Just your palms, just up. This is yoga, but nothing crazy will happen. I am a trained professional. So, I want you just to notice your state of being as how you arrived, just right now – you’ve been sitting for nearly four hours. I thank you for your time.
And you’re probably really inspired. I mean, you might want to take Christin’s men’s group class, or you might want to build bridges that grant access. But you just notice, this is all layered on top of who you are when you came in, so it’s all totally normal and natural. Just breathe all the way out Now as you inhale, squeeze and make thick fists, tight fists.
Shake. Then as you exhale, release and extend the fingers. Then inhale again and recreate the fists. Exhale and release right there you have the capacity to learn something. Inhale, squeeze. Let’s layer onto that. Exhale and release the tension and now think of someone that you love. Inhale. Integrate that. And exhale. Just let go, physically. And once more, inhale, squeeze.
Exhale. Think of someone that loves you. And then release your hands. Now you might not feel entirely different, you might not feel saved. But I’m standing here watching 2000 people, and when I said, “Think about someone you love,” you all sat up a little taller. Which means you breathed a little deeper. Which means that together, we’re not even in a cognitive-thinking state.
Together, 2000 people, we are in an embodied healing state. So, we have the capacity to line up to something so edge-of-experience, life-shifting and cataclysmically awesome, by the simple act of knowing where we are in our skin. You will never hear me say, “Open your heart,” but you will always hear me say, “Take up more space in it.” In our lives, can we line up to change to that moment when things change directions and breathe with it? I don’t know. But I hope we can.
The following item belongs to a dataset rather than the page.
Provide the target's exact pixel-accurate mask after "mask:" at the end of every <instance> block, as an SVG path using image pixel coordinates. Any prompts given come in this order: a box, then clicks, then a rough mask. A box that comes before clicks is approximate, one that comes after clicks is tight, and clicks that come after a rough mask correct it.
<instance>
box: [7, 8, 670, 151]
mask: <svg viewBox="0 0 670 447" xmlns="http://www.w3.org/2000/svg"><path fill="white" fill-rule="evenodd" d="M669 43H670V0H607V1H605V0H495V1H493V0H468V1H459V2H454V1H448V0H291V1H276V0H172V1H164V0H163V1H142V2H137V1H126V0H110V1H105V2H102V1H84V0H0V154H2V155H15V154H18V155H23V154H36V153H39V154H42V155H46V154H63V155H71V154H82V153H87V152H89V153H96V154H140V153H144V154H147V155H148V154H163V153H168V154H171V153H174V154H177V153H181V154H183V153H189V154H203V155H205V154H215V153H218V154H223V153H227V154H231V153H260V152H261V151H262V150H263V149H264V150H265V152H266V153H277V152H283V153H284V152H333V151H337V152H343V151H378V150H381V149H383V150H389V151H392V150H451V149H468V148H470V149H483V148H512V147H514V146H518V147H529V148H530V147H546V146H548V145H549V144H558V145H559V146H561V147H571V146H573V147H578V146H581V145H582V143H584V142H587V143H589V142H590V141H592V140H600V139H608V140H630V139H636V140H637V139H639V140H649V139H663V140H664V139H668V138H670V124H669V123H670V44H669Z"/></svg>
So, I’d like to take us back to 1994, to that 21-year-old girl, in the barn, afraid to deal with anything real. And she’s you. And she’s me. And she’s us. She’s any one at a given point on all these paths in this auditorium.
And I’d like to issue a challenge for her, for you, for me, for us. Over the next seven days, let’s attend to how we breathe and commit to taking five deeper breaths within the course of a day. Let’s see if we can’t be aware of taking up more space in our own hearts, and let’s see if we can’t be bold enough and brave enough to line up to that instant where we have the capacity to change – to respond rather than to react. Maybe your yoga, the living-in-the-world, will actually teach us to be more “response-able” rather than reactionary. Thank you so much.